The Red Heart by JAMES ALEXANDER Thom


  “Of course she heard, and took back all corn. Everywhere all the kernels of corn flew like bug swarms away from the People, back to Mother Corn.” Good Face imagined that, and it was a clear and thrilling and dreadful picture in her mind.

  Owl went on: “Winter came with snow as deep as trees are high, and the Lenapeh were hungry. But their food corn had flown away, and even their seed corn for next spring.

  “The People suffered much because of what the unbelievers had said, and they were starting to die. But then came an old man from the south—perhaps Nanapush, the Creator’s helper, in one of his disguise shapes. He taught them to find oysters in the Great Water, so they had a little to eat.”

  He had to pause and explain to Good Face what an oyster was, and what it was like. They did not sound very good to her, especially when he declared, with chuckles, that they looked like what comes up when you hawk to spit.

  “Even people who like oysters,” he said, “soon get tired of oysters only. And so Nanapush, if that is who the old man really was, again took pity on them, and went through a hole in the ice in the middle of the water, to the world where Mother Corn lived. With him he took a Lenapeh boy who could sing beautifully and dance well, and he carried a big bag of oysters for them to eat on their journey. They caught some fish along the way. After a long time they came to Mother Corn’s house.

  “Kahesana Xaskwim was not happy to see human beings, because they had said they did not believe in her. She looked old and brown and mean, not green and beautiful.” In her dreamy mind, lolling in the saddle, Good Face envisioned her that way, and it was sad.

  Owl said, “Then Nanapush, if that’s who the old man really was, gave Mother Corn fish to eat—”

  “Ah!” Good Face exclaimed, remembering. “Kahesana Xaskwim likes fish!”

  “E heh. And Nanapush, if that is who the old man really was, made her a shiny pair of ear bobs from oyster shells and gave them to her. Then he had the boy sing and dance for her while she feasted on fish, saying that the singing and dancing proved that the human beings really did believe in her. Then the boy begged her to give corn kernels back to the People so they wouldn’t starve to death.”

  Old Owl didn’t say anything else for so long that Good Face craned to look back at his crinkled old face and asked, “Did she?”

  “What? Oh, e heh! Mother Corn wept with sympathy, and her tears were kernels of corn, which they collected in the bag. And as she wept corn seed she grew younger and more beautiful and greener. She was smiling then and she promised that if the Lenapeh would sing and dance and pray every spring, in just such ways, to prove they believed in her, she would never withhold the corn from them again.

  “And so it has been ever since. We have to be thankful for what we receive, or we are not worthy of it and won’t get it.

  “And like everyone,” Owl added, “Mother Corn looks old and brown and ugly when she won’t give, but young and beautiful when she does give, for she knows that giving is a joy.”

  Good Face felt uplifted by that story for a while, but it made her think of things Neepah had been worried about, and she asked Owl after a time:

  “But if soldiers come and keep the People from doing the singing and dancing for Green Corn, it wouldn’t be the People’s fault! It wouldn’t be fair if Mother Corn made the People starve if the People wanted to do the ceremony and the soldiers kept them from it! Surely, Kahesana Xaskwim would know whose fault it was, and not make the People suffer!” She looked back at him again, imploring, but he shook his head.
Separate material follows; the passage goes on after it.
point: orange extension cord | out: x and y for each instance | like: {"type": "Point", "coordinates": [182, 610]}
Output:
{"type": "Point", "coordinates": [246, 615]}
  “You cannot blame armies or make other excuses. Always remember, excuses are nothing. You must do all you can to be worthy, whatever it costs you, even if that is your life. Never forget to honor the gifts and their givers. Kahesana Xaskwim knows not of ‘fairness,’ she cares only to be thanked.”

  And so Good Face was left to ponder, as they rode up the river trails, whether Mother Corn was selfish.

  She remembered coming up this river last year in falling snow, riding wrapped in a blanket on a saddle in front of a young warrior man whose tongue she had been unable to speak or understand. Now she was with an old man’s arms around her to keep her from falling, just as her own Quaker father and brothers used to take her riding, but she was going farther away from that family, still farther, and much had happened, and much had changed. Now she was going farther from her birth mother and brothers and sisters, but more than that she felt she was also going farther and farther from the town where she had lived with Neepah and Minnow and where she had been very happy.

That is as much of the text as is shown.